Preapproval Process (If Available)

Some plans allow for preapproval of draft QDROs before you submit them to court. Ask the administrator of the Mod-pac Corp.. profit sharing/401(k) plan whether they offer this. We handle this step for you as part of our full-service approach to QDROs.

Tax Impact and Direct Rollover

Once your QDRO is processed, the alternate payee can roll their share of the account into an IRA or another qualified plan to avoid immediate taxation. If they choose to take a distribution, taxes will apply unless they meet certain age requirements. We always recommend discussing these options with a CPA or tax advisor after the QDRO is finalized.

How PeacockQDROs Helps With Mod-pac Corp.. Profit sharing/401(k) Plan QDROs

Correctly executing a QDRO for this plan starts with understanding every element of the account’s structure: types of contributions, vesting, loans, and tax components. At PeacockQDROs, we manage the entire process—from information gathering and document drafting to court filing and administrator submission. Once submitted, we follow through until plan implementation is fully complete.

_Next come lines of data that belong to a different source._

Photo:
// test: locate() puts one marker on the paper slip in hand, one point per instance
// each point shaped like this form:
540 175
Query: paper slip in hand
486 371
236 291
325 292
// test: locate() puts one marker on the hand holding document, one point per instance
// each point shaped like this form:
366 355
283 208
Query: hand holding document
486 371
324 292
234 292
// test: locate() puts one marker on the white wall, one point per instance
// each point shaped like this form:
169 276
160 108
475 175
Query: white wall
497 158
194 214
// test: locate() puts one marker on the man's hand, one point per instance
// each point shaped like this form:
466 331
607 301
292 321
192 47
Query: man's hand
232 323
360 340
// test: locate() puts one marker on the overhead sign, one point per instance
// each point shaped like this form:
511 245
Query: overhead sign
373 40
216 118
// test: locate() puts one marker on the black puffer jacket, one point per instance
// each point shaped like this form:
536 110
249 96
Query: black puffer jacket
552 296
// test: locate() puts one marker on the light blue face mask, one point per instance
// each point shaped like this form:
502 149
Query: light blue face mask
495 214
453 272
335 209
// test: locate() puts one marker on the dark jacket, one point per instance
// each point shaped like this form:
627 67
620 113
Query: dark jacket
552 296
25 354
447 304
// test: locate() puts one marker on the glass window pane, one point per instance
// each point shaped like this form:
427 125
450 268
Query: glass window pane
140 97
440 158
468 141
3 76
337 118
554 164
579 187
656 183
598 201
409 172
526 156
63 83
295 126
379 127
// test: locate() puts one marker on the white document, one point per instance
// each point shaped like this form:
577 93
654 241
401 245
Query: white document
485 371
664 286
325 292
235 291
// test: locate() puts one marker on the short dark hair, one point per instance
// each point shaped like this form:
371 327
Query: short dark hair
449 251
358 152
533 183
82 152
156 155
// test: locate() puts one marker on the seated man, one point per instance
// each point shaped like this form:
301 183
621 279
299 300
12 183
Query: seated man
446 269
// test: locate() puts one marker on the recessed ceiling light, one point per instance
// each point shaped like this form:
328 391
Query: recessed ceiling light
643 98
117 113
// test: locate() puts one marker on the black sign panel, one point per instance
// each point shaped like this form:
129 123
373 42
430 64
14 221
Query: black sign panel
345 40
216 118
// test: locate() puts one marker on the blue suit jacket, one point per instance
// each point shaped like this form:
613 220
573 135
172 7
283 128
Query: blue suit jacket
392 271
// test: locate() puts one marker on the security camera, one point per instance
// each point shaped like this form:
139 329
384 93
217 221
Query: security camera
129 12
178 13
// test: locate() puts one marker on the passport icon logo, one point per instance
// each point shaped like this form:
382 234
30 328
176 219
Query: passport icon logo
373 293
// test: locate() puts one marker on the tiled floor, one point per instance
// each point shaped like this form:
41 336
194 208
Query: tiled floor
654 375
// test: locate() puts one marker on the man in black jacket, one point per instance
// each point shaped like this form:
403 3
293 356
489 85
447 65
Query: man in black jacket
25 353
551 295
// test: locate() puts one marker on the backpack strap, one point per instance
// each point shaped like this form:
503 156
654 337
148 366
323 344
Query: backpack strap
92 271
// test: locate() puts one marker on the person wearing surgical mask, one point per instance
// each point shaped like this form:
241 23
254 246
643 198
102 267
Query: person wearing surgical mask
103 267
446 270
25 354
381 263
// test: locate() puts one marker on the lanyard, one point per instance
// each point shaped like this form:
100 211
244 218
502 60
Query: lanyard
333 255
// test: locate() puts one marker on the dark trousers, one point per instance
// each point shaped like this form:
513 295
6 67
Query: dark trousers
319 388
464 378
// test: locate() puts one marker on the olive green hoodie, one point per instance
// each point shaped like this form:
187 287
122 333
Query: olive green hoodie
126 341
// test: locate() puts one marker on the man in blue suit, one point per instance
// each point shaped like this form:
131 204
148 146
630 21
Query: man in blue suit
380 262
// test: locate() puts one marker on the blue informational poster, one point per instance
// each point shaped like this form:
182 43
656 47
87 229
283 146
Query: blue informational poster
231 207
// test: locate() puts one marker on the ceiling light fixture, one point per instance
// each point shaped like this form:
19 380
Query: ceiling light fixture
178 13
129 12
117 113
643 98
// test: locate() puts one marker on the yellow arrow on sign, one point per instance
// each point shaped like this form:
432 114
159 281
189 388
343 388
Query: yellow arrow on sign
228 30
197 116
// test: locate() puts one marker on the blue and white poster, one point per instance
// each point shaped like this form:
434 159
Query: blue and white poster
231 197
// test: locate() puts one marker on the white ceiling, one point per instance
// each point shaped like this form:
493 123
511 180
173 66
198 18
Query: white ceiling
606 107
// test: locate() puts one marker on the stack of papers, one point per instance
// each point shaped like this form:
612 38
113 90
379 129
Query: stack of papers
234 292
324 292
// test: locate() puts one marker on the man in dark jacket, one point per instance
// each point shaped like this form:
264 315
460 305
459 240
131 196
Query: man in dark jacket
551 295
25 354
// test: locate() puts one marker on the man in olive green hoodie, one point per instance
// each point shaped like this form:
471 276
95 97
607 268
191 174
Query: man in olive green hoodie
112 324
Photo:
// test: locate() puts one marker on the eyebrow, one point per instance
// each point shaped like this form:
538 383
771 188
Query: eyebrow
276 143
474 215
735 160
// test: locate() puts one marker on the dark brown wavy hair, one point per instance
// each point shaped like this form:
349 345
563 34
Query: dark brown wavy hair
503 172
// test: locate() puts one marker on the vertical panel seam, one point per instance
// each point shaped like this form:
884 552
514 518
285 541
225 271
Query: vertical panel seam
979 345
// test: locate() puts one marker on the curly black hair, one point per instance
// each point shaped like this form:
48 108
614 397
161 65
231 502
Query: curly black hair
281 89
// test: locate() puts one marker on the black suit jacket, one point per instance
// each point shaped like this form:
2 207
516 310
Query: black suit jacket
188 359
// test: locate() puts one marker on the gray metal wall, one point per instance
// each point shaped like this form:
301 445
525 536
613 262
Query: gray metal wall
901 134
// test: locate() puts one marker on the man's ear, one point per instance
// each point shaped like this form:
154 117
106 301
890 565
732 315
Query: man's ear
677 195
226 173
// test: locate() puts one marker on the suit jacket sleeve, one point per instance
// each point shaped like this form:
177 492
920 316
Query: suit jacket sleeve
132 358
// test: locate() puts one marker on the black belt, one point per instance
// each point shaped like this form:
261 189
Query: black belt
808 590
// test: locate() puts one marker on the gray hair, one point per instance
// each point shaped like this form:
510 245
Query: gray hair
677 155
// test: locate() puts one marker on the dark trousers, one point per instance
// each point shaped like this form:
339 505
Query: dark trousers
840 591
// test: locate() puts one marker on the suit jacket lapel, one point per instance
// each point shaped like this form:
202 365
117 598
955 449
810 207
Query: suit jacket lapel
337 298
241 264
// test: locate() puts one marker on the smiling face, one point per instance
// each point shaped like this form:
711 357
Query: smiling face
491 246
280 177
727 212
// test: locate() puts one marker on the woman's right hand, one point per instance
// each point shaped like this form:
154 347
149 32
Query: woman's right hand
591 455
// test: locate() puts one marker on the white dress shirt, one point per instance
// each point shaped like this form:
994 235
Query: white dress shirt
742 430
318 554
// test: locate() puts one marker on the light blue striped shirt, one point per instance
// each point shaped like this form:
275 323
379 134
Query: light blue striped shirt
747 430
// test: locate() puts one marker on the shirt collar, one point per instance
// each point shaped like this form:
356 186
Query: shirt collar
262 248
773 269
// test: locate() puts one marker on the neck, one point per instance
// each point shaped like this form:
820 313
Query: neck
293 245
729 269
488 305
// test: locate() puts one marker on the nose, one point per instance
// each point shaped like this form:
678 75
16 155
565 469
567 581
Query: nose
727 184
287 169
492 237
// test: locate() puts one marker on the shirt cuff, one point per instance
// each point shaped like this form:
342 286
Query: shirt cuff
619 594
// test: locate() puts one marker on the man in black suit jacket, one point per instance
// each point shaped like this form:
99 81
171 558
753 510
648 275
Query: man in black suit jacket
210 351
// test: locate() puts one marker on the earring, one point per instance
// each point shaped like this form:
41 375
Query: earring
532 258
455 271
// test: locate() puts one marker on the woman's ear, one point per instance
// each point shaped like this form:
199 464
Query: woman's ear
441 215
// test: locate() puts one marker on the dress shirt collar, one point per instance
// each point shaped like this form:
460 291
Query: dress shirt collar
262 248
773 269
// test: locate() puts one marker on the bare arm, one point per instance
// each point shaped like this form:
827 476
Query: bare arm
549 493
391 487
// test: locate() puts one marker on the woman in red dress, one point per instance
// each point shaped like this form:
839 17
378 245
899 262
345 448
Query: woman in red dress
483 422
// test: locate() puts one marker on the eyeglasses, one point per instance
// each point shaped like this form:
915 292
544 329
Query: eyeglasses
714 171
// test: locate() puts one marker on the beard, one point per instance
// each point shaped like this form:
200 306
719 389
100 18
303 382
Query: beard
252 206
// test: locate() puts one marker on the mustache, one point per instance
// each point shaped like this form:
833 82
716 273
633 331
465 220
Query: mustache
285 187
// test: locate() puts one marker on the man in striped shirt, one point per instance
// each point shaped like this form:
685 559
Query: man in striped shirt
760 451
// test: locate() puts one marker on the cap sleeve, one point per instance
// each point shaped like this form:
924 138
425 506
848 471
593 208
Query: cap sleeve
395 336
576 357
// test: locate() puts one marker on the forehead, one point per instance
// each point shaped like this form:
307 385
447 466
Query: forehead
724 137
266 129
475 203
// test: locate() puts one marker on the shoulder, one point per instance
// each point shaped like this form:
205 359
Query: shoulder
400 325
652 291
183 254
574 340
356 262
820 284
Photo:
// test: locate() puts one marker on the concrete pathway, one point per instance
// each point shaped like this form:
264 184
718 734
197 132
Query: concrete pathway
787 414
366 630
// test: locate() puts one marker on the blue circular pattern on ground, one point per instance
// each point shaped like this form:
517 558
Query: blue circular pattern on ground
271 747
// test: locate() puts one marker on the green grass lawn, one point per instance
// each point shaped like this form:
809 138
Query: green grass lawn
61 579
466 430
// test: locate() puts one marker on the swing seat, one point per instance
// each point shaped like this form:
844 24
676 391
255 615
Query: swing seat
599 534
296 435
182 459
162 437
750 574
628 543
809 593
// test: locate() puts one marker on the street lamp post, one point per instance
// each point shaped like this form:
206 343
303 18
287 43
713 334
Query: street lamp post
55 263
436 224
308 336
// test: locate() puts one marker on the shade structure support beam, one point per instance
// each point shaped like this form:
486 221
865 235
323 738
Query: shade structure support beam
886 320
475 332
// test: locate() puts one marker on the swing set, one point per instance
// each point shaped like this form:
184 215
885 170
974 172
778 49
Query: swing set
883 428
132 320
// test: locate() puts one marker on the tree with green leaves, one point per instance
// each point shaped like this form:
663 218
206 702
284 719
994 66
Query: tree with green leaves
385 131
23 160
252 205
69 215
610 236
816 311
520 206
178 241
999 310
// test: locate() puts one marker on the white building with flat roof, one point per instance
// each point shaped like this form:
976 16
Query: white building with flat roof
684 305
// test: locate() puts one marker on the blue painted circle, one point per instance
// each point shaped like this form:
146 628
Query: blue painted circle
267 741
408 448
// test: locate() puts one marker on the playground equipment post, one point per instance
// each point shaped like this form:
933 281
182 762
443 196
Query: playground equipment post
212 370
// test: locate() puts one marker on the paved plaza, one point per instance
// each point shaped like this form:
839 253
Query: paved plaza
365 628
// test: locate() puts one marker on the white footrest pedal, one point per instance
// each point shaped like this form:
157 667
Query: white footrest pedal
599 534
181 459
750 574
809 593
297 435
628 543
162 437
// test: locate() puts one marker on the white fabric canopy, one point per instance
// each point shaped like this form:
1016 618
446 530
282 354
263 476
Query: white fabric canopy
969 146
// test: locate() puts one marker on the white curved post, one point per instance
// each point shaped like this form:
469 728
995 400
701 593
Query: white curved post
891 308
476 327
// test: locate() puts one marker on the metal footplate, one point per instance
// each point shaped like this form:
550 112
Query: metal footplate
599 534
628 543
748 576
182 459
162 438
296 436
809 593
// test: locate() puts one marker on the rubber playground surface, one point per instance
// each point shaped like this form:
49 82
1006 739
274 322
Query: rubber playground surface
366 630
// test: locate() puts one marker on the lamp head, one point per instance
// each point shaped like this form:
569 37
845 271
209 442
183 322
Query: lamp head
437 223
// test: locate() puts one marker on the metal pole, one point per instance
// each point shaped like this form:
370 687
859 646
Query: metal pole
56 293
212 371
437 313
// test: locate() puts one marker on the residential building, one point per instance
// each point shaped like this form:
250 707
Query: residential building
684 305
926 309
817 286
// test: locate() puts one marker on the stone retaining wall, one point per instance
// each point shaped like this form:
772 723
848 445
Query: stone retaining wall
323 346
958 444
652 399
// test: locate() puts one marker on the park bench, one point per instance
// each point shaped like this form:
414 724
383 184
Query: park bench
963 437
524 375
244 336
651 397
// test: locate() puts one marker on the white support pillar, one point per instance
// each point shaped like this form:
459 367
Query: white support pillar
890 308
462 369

Our difference? We don’t disappear once the QDRO is written. We maintain near-perfect reviews and pride ourselves on a track record of doing things the right way.

QDRO Mistakes to Avoid

Many people make costly mistakes with QDROs. Here are just a few to watch for:

  • Failing to divide Roth and traditional accounts properly
  • Expecting to receive unvested employer contributions
  • Submitting a QDRO to court before administrator preapproval
  • Not accounting for outstanding 401(k) loans

For more, read our full article on common QDRO mistakes.

Timeframes and Preparation

How long does a QDRO take from start to finish? That depends on five key factors—plan responsiveness, court availability, plan rules, document quality, and whether there’s attorney involvement. Read our article on QDRO timelines for real-world insight.

Final Thoughts

The Mod-pac Corp.. Profit sharing/401(k) Plan is a traditional 401(k) with features like employer contributions, loan provisions, and potentially both Roth and traditional accounts. If this plan is being divided in a divorce, a properly drafted and implemented QDRO is absolutely essential. Whether you’re the participant or the alternate payee, securing your financial future depends on getting this step right.

PeacockQDROs has been helping people like you for years, ensuring attention to every detail and walking you through every step.

State-Specific Call to Action

If your divorce was in California, New York, New Jersey, Connecticut, Kansas, Missouri, Iowa, or North Dakota, and you have questions about qualified domestic relations orders or dividing retirement assets like the Mod-pac Corp.. Profit sharing/401(k) Plan, contact PeacockQDROs. We specialize in QDROs and have successfully processed thousands of orders from start to finish.

Get the answers you need—explore our QDRO resources or reach out for personalized help if you’re in one of our service states.